How can a doubly improper integral become a singly improper integral after substitution?
If we take $x=\sin^2{t}$ then:
$$\int_0^1\frac{1}{x\sqrt{1-x}}dx=2\int_0^{\pi/2}\csc{t}dt$$
On the lefthand side the integral is doubly improper on both the lower ($0$) and upper ($1$) bound. But after substitution the new integral is only improper at the lower bound ($0$). How come? What happened to the improper upper bound?
On
Rewrite your integral as $$\int^{t=\pi/2}_{t=0} \frac1{x(t)}\cdot\frac{dx(t)}{\sqrt{1-x(t)}}$$
Note that $dx(t)=(\sin 2t)dt$.
At $t=\frac{\pi}2$, there is a zero of order one in the $\sqrt{1-x(t)}$, however $dx(t)$ also has a zero of order one at $t=\frac{\pi}2$! The two zeroes exactly cancels out, leading to that $\csc t$ is not singular near $t=\frac{\pi}{2}$, as you observed.

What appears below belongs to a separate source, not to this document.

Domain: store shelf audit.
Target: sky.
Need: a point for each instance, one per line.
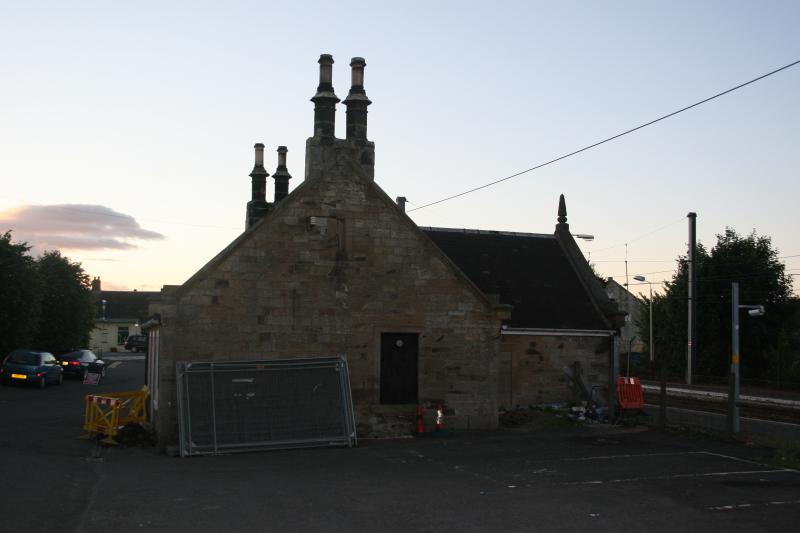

You might feel uncomfortable to say ‘there is a zero in the differential’. Alternatively, rewriting your integral as $$\int^{t=\pi/2}_{t=0} \frac1{x(t)}\cdot\frac{\frac{dx(t)}{dt}}{\sqrt{1-x(t)}}dt$$, you may comfortably say that, at $t=\frac{\pi}2$, the first order zero in $\sqrt{1-x(t)}$ in the denominator is cancelled by the first order zero in $\frac{dx(t)}{dt}$.
Actually, we can always treat differentials as functions.
If you perform a contour integral of $f(z)=\frac{z}{1+z^2}$ along a small circle around $z=\infty$, i.e. $$-\oint_{|z|=\infty}\frac{z}{1+z^2}dz$$ one may expect the integral to be zero, since $\frac z{1+z^2}$ is analytic at $z=\infty$.
However $dz$ has a pole at $z=\infty$, thus indeed the integral is non-zero. It turns out that the integral equals $2\pi i$.
The same happens if you consider $$ \int_0^1\frac{1}{\sqrt{x}}\,dx $$ with the substitution $\sqrt{x}=t$ or $x=t^2$ that transforms the integral into $$ \int_0^1\frac{2t}{t}\,dt=\int_0^1 2\,dt=2 $$ no longer an improper integral.
Note that an antiderivative of $1/\sqrt{x}$ is $2\sqrt{x}$, which is not differentiable at $x$.